Part 2 – Chapter 8 of the Introduction to the Devout Life by St. Francis de Sales
This is a Discerning Hearts recording read by Correy Webb
PART 2 – CHAPTER VIII. OF THE CONSIDERATIONS, WHICH ARE THE SECOND PART OF THE MEDITATION
ABOVE all things, Philothea, when you quit your meditation, bear in mind the resolutions and intentions which you have formed, in order to practise them carefully during the day. This is the great fruit of meditation, without which oftentimes it is not only useless, but hurtful, because virtues meditated upon and not practised, sometimes puff up the spirit and the heart, making us think that we are such as we have resolved and determined to be, which doubtless is true if the resolutions are vigorous and solid; but they are not such, nay, rather vain and dangerous, if they be not put into practice. We must, therefore, by all means try to practise them, and to avail ourselves of the occasions, be they small or great, of putting them into practice. For example, if I have resolved to win by gentleness the hearts of those who offend me, I will seek that very day an opportunity of meeting them in order to greet them amicably; if I fail to meet them, I will at least try to speak well of them and pray to God on their behalf.
When you have finished this prayer of the heart, you must take care not to give any jolt to your heart, lest you spill the balm which you have received by means of your prayer; I mean by this, that you must keep silence for a little while, if possible, and move your heart quite gently from your prayer to your occupations, retaining, for as long a time as you can, the feelings and the affections which you have conceived. A man who receives some precious liquor in a beautiful porcelain vase to carry home with him walks carefully, not looking from one side to the other, but sometimes straight before him, for fear of stumbling over a stone or of making a false step, sometimes at his vase to see if it be well balanced.
You must act in like manner when you have finished your meditation: do not withdraw your thoughts from it all at once, but look only before you. For example, if you must meet someone, to whom you are obliged to speak, or listen, you cannot help it and you must put up with it, but in such a way that you are mindful also of your heart, so that the cordial of holy prayer may be spilt as little as possible. You must even accustom yourself to know how to pass from prayer to all sorts of actions which your vocation and profession justly and lawfully requires of you, though they seem very far removed from the affections which you have received in prayer. I mean that the advocate must learn to pass from prayer to pleading; the merchant to business; the married woman to the duties of her state and to the cares of her household, with so much gentleness and tranquillity that the spirit be not disturbed thereby; for, since both are according to the will of God, we must make the passage from the one to the other in a spirit of humility and devotion.

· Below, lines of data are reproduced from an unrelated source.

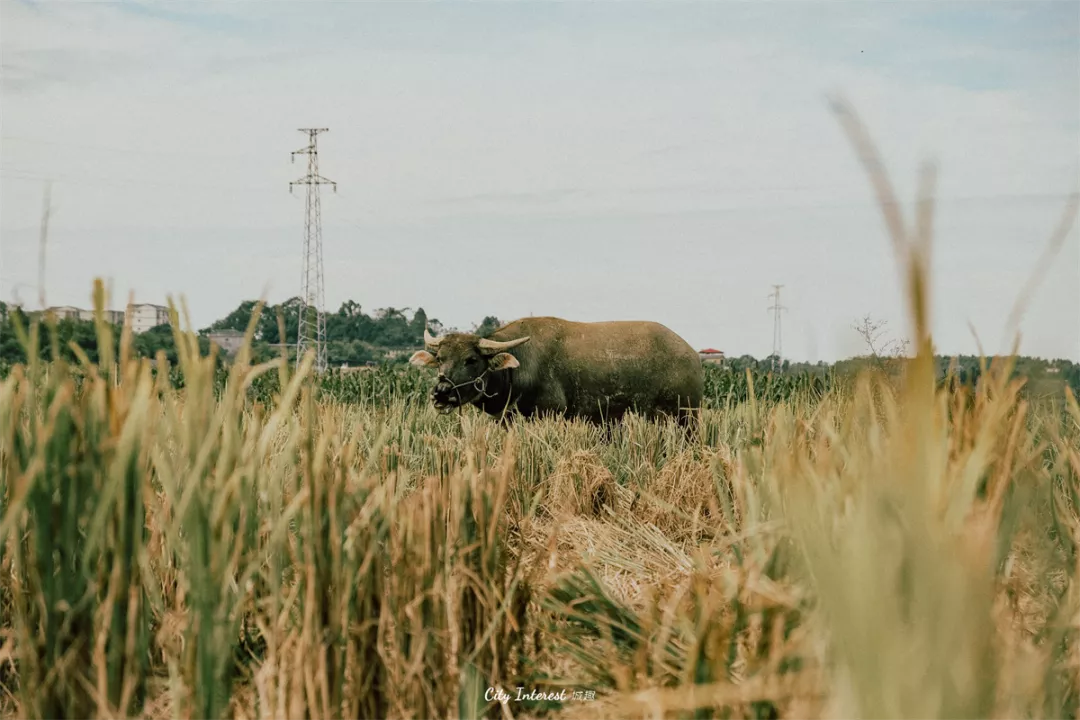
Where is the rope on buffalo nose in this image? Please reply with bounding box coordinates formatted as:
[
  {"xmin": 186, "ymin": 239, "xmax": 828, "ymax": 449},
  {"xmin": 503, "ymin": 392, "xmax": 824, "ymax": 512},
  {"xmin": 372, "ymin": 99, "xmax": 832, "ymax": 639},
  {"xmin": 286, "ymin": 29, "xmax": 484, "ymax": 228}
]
[{"xmin": 437, "ymin": 370, "xmax": 495, "ymax": 411}]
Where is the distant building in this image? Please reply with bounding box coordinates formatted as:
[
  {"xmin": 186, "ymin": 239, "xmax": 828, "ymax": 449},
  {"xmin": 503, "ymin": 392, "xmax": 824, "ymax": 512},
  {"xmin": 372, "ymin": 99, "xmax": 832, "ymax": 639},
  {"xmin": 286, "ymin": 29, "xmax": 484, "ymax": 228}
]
[
  {"xmin": 127, "ymin": 302, "xmax": 168, "ymax": 334},
  {"xmin": 698, "ymin": 348, "xmax": 724, "ymax": 365},
  {"xmin": 207, "ymin": 330, "xmax": 244, "ymax": 357},
  {"xmin": 45, "ymin": 305, "xmax": 124, "ymax": 325}
]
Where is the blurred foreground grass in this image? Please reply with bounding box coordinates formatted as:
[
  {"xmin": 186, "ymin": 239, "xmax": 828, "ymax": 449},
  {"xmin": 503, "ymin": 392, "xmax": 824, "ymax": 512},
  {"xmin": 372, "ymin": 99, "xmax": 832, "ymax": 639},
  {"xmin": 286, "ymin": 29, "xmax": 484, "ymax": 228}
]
[{"xmin": 0, "ymin": 104, "xmax": 1080, "ymax": 720}]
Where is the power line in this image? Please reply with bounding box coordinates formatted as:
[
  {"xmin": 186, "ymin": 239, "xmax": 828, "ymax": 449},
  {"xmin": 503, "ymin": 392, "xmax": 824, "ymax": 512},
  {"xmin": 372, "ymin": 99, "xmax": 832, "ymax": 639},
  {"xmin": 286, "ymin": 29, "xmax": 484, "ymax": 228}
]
[
  {"xmin": 769, "ymin": 285, "xmax": 787, "ymax": 370},
  {"xmin": 288, "ymin": 127, "xmax": 337, "ymax": 372}
]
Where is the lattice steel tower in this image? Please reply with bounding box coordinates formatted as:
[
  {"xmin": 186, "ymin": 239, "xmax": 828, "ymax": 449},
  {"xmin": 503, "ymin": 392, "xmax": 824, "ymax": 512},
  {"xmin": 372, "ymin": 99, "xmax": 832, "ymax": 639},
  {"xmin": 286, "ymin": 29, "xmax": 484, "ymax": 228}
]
[
  {"xmin": 769, "ymin": 285, "xmax": 787, "ymax": 370},
  {"xmin": 288, "ymin": 127, "xmax": 337, "ymax": 372}
]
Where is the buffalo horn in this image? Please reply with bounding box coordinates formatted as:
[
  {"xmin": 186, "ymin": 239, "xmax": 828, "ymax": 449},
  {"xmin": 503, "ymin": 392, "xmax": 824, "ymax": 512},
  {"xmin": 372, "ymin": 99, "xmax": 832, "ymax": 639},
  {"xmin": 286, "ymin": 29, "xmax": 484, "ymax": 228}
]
[{"xmin": 480, "ymin": 336, "xmax": 529, "ymax": 355}]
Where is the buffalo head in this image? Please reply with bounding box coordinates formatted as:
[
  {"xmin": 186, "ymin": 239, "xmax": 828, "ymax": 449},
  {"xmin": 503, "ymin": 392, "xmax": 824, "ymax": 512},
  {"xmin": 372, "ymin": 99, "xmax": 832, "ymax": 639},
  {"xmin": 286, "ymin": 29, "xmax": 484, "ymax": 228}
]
[{"xmin": 409, "ymin": 329, "xmax": 529, "ymax": 412}]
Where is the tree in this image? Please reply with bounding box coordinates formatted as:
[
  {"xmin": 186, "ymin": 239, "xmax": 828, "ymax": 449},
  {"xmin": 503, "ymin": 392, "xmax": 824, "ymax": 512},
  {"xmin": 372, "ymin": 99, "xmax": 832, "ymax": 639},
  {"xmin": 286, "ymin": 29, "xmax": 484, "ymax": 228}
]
[
  {"xmin": 210, "ymin": 300, "xmax": 266, "ymax": 339},
  {"xmin": 473, "ymin": 315, "xmax": 502, "ymax": 338}
]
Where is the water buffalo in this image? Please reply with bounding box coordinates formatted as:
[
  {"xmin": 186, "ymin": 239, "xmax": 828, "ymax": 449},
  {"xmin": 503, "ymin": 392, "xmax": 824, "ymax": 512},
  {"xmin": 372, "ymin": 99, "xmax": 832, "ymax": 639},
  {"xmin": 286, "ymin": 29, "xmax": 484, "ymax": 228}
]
[{"xmin": 409, "ymin": 317, "xmax": 704, "ymax": 429}]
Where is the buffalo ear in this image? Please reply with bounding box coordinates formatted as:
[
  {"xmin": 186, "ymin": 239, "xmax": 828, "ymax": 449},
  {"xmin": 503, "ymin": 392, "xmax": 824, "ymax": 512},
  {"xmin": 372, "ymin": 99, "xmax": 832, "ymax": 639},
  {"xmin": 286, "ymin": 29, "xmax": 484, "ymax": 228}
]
[
  {"xmin": 487, "ymin": 353, "xmax": 522, "ymax": 370},
  {"xmin": 408, "ymin": 350, "xmax": 438, "ymax": 367}
]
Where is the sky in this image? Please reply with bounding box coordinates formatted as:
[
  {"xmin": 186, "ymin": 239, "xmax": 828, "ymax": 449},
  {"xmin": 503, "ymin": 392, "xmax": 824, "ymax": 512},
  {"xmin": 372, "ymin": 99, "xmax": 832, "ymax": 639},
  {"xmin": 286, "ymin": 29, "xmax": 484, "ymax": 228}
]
[{"xmin": 0, "ymin": 0, "xmax": 1080, "ymax": 362}]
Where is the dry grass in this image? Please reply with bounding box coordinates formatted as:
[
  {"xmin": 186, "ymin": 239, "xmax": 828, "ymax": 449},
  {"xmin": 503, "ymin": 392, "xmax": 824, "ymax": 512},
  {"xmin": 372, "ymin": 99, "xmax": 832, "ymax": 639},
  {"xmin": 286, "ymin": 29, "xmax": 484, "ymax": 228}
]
[{"xmin": 0, "ymin": 98, "xmax": 1080, "ymax": 719}]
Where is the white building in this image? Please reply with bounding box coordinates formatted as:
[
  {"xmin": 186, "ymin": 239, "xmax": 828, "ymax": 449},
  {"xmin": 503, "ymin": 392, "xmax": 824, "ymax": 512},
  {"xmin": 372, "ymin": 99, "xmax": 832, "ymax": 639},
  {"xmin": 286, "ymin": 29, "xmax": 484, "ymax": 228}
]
[
  {"xmin": 127, "ymin": 302, "xmax": 168, "ymax": 332},
  {"xmin": 45, "ymin": 305, "xmax": 124, "ymax": 325}
]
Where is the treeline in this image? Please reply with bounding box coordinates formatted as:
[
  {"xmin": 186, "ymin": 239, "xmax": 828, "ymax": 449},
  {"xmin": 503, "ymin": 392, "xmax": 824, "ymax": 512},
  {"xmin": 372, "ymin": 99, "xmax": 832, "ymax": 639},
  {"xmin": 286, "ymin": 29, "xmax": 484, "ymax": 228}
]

It may happen to you sometimes that immediately after the preparation you will find your affection stirred up towards God: then, Philothea, you must give it the reins, without trying to follow the method which I have given you; for although ordinarily the consideration ought to precede the affections and resolutions, yet if the Holy Spirit give you the affections before the consideration, you should not make the consideration, since it is only made in order to stir up the affections. In a word, whensoever the affections present themselves to you, you must receive them and make room for them, whether they come before or after all the considerations. And although I have placed the affections after all the considerations, I have only done so the better to distinguish the different parts of prayer; for at the same time it is a general rule that one must never restrain the affections, but always allow them free play when they present themselves. And this I say not only with regard to the other affections, but also with regard to the thanksgiving, the oblation, and the petitions, all of which may be made among the considerations; for they must not be restrained any more than the other affections, even though afterwards, in order to bring the meditation to a conclusion, it may be necessary to repeat and resume them. But as to the resolutions, they should be made after the affections, and at the end of the whole meditation, before the conclusion, because, as they represent to us particular and familiar objects, if we were to make them among the affections, they might be a cause of distraction to us. Among the affections and resolutions it is good to make use of colloquies, and to speak sometimes to our Lord, sometimes to the Angels, and to the persons represented in the mysteries, to the Saints and to oneself, to one’s own heart, to sinners, and even to inanimate creatures, as we see that David does in his psalms, and the other Saints in their meditations and prayers.